Hydrocephalus may need to be diagnosed and treated in a time frame that does not allow the patient to wait for an office appointment. The skull is a closed space. When hydrocephalus develops, extra fluid builds up in the brain which takes up space. When there is no longer room for more fluid, the brain can be squeezed. This may lead to serious consequences. Symptoms such as severe headache, nausea and especially vomiting, sleepiness and confusion need to be evaluated quickly. People with different types of hydrocephalus may have variable degrees of associated symptoms.
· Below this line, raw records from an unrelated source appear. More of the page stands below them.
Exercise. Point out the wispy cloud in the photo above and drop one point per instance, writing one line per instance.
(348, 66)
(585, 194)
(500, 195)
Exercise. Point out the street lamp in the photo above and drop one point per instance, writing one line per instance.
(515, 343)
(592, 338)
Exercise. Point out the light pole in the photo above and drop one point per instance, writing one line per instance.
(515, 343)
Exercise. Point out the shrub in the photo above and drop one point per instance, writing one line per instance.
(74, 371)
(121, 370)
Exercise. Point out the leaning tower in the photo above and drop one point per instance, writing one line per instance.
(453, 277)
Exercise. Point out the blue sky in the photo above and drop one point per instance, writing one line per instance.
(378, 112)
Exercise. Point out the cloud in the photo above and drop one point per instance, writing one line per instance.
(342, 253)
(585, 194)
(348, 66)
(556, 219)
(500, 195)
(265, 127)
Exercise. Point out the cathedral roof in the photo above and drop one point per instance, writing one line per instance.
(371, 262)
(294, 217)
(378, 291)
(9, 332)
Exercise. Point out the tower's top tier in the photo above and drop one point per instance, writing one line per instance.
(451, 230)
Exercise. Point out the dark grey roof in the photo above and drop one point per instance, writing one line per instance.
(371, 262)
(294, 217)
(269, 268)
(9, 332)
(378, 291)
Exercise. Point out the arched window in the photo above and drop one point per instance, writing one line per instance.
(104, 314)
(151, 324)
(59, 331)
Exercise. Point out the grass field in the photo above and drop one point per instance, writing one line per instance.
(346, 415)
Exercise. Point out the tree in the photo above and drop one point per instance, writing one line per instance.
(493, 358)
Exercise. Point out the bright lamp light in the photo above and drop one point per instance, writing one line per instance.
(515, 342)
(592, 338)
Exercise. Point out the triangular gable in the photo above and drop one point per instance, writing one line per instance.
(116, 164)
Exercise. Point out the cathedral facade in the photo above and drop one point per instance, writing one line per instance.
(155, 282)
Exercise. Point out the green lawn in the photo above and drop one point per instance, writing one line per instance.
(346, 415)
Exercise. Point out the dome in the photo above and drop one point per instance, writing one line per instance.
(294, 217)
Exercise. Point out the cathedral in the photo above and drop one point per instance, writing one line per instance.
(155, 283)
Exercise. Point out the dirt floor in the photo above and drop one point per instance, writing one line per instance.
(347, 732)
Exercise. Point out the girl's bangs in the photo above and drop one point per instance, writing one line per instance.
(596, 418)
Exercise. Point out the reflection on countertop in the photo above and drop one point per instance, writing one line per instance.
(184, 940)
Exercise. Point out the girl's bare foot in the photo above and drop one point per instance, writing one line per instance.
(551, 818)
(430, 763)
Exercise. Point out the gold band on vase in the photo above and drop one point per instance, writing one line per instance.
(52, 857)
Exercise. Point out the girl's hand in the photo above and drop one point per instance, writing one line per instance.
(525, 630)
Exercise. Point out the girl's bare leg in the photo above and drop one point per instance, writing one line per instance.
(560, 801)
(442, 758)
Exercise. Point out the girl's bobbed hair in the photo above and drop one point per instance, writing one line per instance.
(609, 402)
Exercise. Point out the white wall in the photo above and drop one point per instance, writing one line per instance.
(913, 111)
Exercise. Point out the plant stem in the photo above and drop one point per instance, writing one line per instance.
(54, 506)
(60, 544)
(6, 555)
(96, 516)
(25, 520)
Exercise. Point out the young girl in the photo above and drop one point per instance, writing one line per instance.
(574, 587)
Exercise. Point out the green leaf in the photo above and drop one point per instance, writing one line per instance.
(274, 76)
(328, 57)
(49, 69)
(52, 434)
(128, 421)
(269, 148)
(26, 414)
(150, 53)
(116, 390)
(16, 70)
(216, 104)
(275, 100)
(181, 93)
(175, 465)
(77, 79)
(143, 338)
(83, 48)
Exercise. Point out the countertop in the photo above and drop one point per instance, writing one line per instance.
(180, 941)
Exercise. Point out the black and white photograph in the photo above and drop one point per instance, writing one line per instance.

If someone with hydrocephalus has these symptoms or if that person is getting worse with their particular hydrocephalus symptoms, then it is time to go to the emergency room.

 

 

When you arrive at the emergency room, be sure to tell them if you have a shunt, that these are the symptoms that you have when your shunt is not working, that you are getting worse. It is best to go to an emergency room where you have had a CT of the brain in the past. That way the medical professionals can compare any old CT scans with a new one which you may have as part of your evaluation. It can be difficult to know what is "normal" for you. Some people normally have large ventricles, some have small ventricles. A baseline for comparison is very helpful. Some patients keep an old CT scan of the brain in their car in case these situations arise. If you have worsening hydrocephalus, you may need an operation to have a shunt placed or your old shunt repaired.